基因定点敲入/点突变细胞系价格-博天堂备用

精准基因编辑细胞株定制

  随着zfn、talen和crispr-cas9技术的兴起，基因组编辑领域获得长远的发展。借助靶向基因组编辑工具，我们可以在基因组水平上精确编辑，设计产生全新的细胞株模型。定制精准编辑细胞株模型(genome edited cell line models)是体内研究基因功能的理想工具，已成为现代生物学在基因功能研究、肿瘤治疗和生物制药等领域重要的研究材料。基因组编辑技术（genome editing）是一种可以在基因组水平上对dna序列进行改造的遗传操作技术。这种技术的原理是构建一个人工内切酶，在预定的基因组位置切断dna，切断的dna在被细胞内的dna修复系统修复过程中会产生突变，从而达到定点改造基因组的目的。dna修复系统主要通过两种途径修复dna双链断裂（double-strand break,dsb）,即非同源末端连接（nonhomologous end joining, nhej）和同源重组（homologous recombination, hr）。杭州舒桐生物科技有限公司不断探索基因组编辑在多种细胞系中的应用，已成功在数十种细胞系中实现了高效基因组编辑。基于慢病毒包装技术、转座子技术及 crispr/cas9 靶向基因编辑技术，推出了精准编辑细胞株定制服务，包括基因敲除、定点基因敲入、点突变和定点基因大片段删除。

基因定点敲入/点突变细胞系

        crispr-cas9系统编辑切割产生dna双链断裂（double-strand breaks， dsbs），可诱发 dna 的自然修复机制。如果在此基础上同时为细胞引入一个同源性的外源dna作为修复模板（donor），该donor序列上带有目标突变，那么，细胞可据此通过同源重组（homology-directed repair， hdr）修复机制获得目标突变，产生目的点突变细胞。
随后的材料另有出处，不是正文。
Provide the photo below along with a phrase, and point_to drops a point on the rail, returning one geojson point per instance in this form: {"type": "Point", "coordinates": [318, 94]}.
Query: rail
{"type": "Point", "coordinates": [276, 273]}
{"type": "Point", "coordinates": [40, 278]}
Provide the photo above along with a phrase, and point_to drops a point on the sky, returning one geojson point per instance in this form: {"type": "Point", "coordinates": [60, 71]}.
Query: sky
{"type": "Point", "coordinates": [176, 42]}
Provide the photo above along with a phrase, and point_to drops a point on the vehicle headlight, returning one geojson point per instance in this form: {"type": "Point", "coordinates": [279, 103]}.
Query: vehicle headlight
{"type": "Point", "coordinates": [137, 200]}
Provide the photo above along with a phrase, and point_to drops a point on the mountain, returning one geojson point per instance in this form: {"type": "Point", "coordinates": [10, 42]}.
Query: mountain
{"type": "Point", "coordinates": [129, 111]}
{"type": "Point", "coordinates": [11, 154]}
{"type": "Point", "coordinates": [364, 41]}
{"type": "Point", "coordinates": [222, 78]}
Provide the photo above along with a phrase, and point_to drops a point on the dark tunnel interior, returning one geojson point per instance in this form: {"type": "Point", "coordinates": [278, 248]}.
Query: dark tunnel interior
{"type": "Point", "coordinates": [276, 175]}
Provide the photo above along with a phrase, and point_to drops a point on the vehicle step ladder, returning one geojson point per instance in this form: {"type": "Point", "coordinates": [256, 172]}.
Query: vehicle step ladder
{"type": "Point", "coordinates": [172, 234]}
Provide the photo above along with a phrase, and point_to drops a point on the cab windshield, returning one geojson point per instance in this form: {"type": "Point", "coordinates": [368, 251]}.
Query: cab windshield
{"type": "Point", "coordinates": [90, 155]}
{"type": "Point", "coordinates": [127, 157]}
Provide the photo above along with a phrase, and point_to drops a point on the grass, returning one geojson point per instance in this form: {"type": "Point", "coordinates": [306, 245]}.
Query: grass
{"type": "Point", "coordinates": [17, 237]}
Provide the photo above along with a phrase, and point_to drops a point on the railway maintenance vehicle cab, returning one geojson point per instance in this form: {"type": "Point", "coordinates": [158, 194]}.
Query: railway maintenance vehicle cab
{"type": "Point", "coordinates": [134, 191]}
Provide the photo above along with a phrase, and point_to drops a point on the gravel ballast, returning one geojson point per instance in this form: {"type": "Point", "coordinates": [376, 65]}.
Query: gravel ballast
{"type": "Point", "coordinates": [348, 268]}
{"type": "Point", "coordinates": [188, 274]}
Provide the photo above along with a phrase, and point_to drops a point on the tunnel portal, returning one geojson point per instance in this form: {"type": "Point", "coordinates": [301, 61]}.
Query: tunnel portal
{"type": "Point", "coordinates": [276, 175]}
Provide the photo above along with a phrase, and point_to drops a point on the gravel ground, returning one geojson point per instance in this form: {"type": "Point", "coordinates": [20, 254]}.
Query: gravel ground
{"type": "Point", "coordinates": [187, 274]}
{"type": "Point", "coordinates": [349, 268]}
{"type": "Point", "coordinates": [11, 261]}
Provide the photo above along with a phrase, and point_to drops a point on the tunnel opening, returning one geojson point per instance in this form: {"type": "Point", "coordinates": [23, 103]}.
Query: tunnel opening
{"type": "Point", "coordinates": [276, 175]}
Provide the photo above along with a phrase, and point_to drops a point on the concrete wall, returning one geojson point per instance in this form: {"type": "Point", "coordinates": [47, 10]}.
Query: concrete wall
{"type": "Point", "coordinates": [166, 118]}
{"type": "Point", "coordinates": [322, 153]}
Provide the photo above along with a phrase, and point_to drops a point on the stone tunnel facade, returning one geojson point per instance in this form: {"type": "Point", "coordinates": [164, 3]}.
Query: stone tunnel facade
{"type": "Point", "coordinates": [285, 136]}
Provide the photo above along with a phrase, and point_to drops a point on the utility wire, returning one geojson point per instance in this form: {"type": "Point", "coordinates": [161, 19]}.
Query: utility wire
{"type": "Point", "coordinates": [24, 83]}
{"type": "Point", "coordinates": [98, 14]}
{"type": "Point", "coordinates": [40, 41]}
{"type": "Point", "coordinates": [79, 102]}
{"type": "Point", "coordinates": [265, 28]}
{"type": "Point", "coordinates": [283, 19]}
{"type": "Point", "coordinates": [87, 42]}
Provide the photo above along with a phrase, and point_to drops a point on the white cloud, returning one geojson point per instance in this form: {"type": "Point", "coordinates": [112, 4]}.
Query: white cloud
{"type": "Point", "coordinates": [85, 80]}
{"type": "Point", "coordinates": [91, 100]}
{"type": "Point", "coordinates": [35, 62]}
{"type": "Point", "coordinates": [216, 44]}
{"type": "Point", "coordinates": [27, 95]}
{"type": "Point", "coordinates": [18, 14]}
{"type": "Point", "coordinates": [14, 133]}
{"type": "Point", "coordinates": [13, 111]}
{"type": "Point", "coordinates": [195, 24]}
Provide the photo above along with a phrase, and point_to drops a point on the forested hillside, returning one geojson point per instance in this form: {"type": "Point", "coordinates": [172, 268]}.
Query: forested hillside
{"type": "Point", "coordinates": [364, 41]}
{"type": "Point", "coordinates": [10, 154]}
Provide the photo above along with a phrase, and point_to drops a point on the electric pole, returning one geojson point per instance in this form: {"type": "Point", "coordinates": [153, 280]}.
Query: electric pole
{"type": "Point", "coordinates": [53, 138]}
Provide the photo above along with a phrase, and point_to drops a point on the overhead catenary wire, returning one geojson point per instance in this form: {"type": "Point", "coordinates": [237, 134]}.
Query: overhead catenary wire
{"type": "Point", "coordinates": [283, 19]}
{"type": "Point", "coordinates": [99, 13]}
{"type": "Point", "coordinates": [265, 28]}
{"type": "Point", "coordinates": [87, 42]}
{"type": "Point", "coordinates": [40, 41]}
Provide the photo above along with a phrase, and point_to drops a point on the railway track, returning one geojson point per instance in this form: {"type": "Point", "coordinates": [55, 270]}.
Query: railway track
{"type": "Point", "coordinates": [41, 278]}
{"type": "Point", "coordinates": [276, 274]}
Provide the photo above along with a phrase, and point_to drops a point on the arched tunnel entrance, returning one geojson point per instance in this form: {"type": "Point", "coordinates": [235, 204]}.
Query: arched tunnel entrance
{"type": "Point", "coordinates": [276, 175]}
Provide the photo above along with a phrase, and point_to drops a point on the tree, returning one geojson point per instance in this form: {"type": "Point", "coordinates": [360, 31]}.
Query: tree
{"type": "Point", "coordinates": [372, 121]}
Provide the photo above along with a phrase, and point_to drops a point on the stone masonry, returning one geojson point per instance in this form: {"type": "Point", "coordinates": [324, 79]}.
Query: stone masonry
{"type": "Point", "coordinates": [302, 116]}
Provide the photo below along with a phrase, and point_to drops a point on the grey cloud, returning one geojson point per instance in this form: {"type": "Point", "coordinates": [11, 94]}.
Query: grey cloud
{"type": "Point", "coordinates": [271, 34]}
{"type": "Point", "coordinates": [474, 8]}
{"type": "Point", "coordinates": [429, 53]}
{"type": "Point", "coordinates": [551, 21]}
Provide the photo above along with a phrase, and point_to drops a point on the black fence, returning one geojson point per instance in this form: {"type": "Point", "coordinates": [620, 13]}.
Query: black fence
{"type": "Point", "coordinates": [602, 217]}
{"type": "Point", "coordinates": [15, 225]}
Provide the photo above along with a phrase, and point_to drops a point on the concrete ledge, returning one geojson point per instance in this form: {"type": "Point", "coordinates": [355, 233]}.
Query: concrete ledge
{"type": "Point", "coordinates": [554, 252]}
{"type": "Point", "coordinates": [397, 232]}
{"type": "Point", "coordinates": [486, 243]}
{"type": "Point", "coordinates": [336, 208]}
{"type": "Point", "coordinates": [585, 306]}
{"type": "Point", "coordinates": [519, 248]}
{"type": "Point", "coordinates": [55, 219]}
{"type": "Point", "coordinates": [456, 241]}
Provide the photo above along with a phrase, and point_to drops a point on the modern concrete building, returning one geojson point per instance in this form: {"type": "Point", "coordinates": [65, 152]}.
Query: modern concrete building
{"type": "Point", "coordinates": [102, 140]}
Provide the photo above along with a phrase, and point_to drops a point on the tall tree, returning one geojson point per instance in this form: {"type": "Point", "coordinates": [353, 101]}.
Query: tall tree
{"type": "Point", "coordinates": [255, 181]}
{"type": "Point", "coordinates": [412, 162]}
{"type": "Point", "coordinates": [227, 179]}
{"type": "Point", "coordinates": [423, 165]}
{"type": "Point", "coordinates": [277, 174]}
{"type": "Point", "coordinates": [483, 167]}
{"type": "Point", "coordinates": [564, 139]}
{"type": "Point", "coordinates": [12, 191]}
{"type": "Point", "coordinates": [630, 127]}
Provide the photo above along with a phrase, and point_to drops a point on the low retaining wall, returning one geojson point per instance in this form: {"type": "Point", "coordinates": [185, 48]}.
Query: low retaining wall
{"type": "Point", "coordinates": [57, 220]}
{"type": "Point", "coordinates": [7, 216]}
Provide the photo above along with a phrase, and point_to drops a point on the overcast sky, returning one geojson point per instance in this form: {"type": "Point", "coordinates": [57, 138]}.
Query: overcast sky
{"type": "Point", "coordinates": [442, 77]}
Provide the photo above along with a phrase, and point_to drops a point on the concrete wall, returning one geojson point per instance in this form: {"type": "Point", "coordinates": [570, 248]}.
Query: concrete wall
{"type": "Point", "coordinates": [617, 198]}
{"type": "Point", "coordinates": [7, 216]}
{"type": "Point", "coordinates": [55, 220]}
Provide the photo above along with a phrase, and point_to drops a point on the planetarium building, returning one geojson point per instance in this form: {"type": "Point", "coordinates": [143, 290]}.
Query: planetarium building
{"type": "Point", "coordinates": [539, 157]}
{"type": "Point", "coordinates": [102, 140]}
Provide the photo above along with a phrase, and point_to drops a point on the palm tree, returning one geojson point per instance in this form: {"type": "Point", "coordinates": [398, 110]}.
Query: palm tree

若修复模板序列带有目的基因序列，则可通过同源重组机制实现基因定点插入，最长可定点敲入10kb的目的基因。


 

基因定点敲入/点突变细胞系构建流程
 

细胞预实验→grna及靶点设计→载体构建→grna靶点活性检测→设计并构建donor载体→构建细胞系→基因型鉴定及rt-pcr检测

 

基因定点敲入/点突变细胞系交付材料

(1)靶基因敲除单克隆细胞系冻存细胞2支；

(2)实验测序数据；

(3)详细的实验结题报告（包括实验步骤，引物信息，实验结果等）
 

舒桐基因定点敲入/点突变技术优势：

(1)自主研发优化的crispr系统和donor设计，有效提高编辑成功率；
(2)最长可定点敲入10kb的目的片段；
(3)针对不同细胞系制定专属方案，有效提高编辑成功率；
(4)服务团队经验丰富，确保服务质量。